In the case of the Apple ECG app, integration needed to occur both in technology and design. On the technical end, the AI needed to be integrated into the software and hardware systems that ingest and derive the right data into model features at runtime, and enable the delivery of the predictions in a way that creates a viable user experience. A model prediction, however accurate it may be, must also be integrated into a user experience that drives desired behavior changes in order to be impactful on health. The Apple ECG app is innovative precisely because it is not simply just a smartwatch, an AI model, and a sensor. The integration of these three technologies created something that is greater than the sum of its parts.

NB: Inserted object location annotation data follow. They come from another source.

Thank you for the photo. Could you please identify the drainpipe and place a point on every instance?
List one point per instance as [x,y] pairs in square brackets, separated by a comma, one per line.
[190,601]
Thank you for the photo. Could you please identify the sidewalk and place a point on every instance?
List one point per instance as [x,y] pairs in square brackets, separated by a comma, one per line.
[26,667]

The AI model predictions generate snippets and clinical interpretations of ECG waveforms that can be saved into the Apple Health Record, which is a digital personal health record that aggregates data from electronic health records from APIs. A notable gap here is the ability to upload data from Apple Health Records into the EHR systems used by physicians (as indicated here, a PDF has be generated and emailed or printed for the physician).

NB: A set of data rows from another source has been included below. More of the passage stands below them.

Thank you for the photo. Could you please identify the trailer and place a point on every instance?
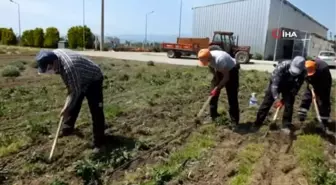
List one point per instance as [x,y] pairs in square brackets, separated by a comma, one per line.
[221,41]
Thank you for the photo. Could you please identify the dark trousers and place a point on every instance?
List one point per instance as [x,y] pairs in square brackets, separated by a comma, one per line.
[94,95]
[322,99]
[232,87]
[288,98]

https://support.apple.com/en-us/HT208955
Innovation as an emergent property
In systems science, an emergent property is a property of an entity that cannot be derived from just the sum of its individual parts. For example, a neuron in a human brain is comprised of individual units such as a lipid membrane, organelles, DNA, and neurotransmitters, each with its set of properties and functions. However, as the neuron fires and ultimately leads to a complex emotion such as love or sadness, this “emergent” phenomenon cannot be explained simply be adding up the functions and properties of the individual units.
I like to think of innovation as an emergent property that comes from the interactions between people, processes, and technology. This is important to keep in mind in technology driven fields such as health IT, where it can be easy to fall into the trap of equating innovation with the novelty of a particular technology. Organizations that are looking to update their tech stack with the latest AI, cloud, and digital capabilities need to think about how these technologies interact with each other, and with the people and processes that they are looking to service and improve. Rather than just assessing each technology separately, innovators need to take a step back and look at big picture: what emerges when these components of the tech stack interact with each other and integrate within the ecosystem of people, technologies, and processes where the problems they aim to solve exist?
Apple and Jobs understood this concept well. Otherwise, they may as well have ended up separately developing a phone, music player, and mobile internet browser rather than the iPhone.
Why this is relevant now with AI in healthcare
The recent advances in AI and large language models are impressive, but represent only one of the building blocks for the types of innovation that will truly change healthcare. These capabilities need to be integrated with the rest of the healthcare ecosystem in ways that will allow these innovations to emerge. What they will look like can be anyone’s guess — but likely not just an AI chatbot that answers medical questions.